Ya una vez servidos, quien lanzo la primera pregunta fue él: ¿Qué quiere saber de mí?

—Lo he visto muchas veces caminando por las calles de la ciudad, y siempre le he imaginado vidas, pues hoy que me permite preguntarle lo hare sin vacilación: ¿Siempre estuvo en situación de calle, o es casi reciente?

Sin dejar de saborear su café con leche y su pan con manteca, quedo en silencio por un momento y luego dijo:

—No me molesta su pregunta, lo que si molesta es la respuesta a esa pregunta, porque luego viene otra que más dura aún. Pero para evitarme ese momento de doble pregunta le responderé contándole la historia. Si tiene tiempo escuche o en su defecto no habrá una próxima.

Quede perplejo, nunca había esperado una respuesta así de mi invitado. Y le respondí:

—Hoy, si lo quiere, lo dedico para escucharlo.

—Tengo 54 años, hace más de cinco que estoy en situación de calle, al principio no imagine que así seria, un día salí a caminar y no regrese nunca más. La calle se convirtió en mi morada.

Me recibí de médico allá por el año, ni recuerdo cuando, ejercía en la Clínica Privada, una tarde llego a la guardia una niña de apenas 12 años de edad, víctima de un accidente, los residentes no quisieron hacer nada sin la presencia de un médico, y me llamaron para que asistiera a la persona accidentada. Cuando la vi en la camilla ya habían sido limpiadas las heridas y pude ver con claridad el cuadro que presentaba, una de sus costillas había entrado peligrosamente en el pulmón y comprometía su normal respiración, de inmediato ordene que fuera trasladada al quirófano y se le practicaran todos los estudios pertinentes y pidieran plasma al banco de sangre. Todo ocurría vertiginosamente, nadie preguntaba, nadie distraía su tiempo en lo que no hubiese ordenado.
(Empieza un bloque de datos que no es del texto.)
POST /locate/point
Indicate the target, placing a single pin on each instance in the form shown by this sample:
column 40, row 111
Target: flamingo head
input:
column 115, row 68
Ya en la sala de operaciones, saque pedazo de costilla del pulmón, había esquirlas diseminadas y la ubicación era peligrosa, pasaron más de cinco horas. Suture todas las heridas de su cuerpo, reconstituí una de sus manos y practique una cirugía maxilofacial en ella, ya que por producto del golpe la mandíbula estaba dislocada. El estado era crítico y nada prometedor, pero arriesgue enviarla a terapia intensiva, para controlar su evolución. Pasaron tres días y no había respuesta, siempre la fiebre estaba en su pico máximo, ordene una tomografía computada y el resultado fue que tenía una herida en el hígado y yo no la había visto. El desenlace fue la muerte de una niña por mi impericia. Abandone la clínica, los padres me denunciaron por mala praxis, acepte la culpa, fui preso y pague la deuda social. Mi familia me abandono, vendieron la casa y se marcharon no sé a dónde. Y al salir a la libertad viví la desesperanza. Lo poco que me quedo lo vendí y se lo done a la familia de la niña. Lo demás es historia conocida.

Guardo silencio y me miro fijo a los ojos, luego bajo su vista, envolvió en una servilleta un pedazo de pan, apuro el café con leche que quedaba en la taza, se levantó, y empezó a caminar lentamente, como si el peso del pasado pesara más que el del presente.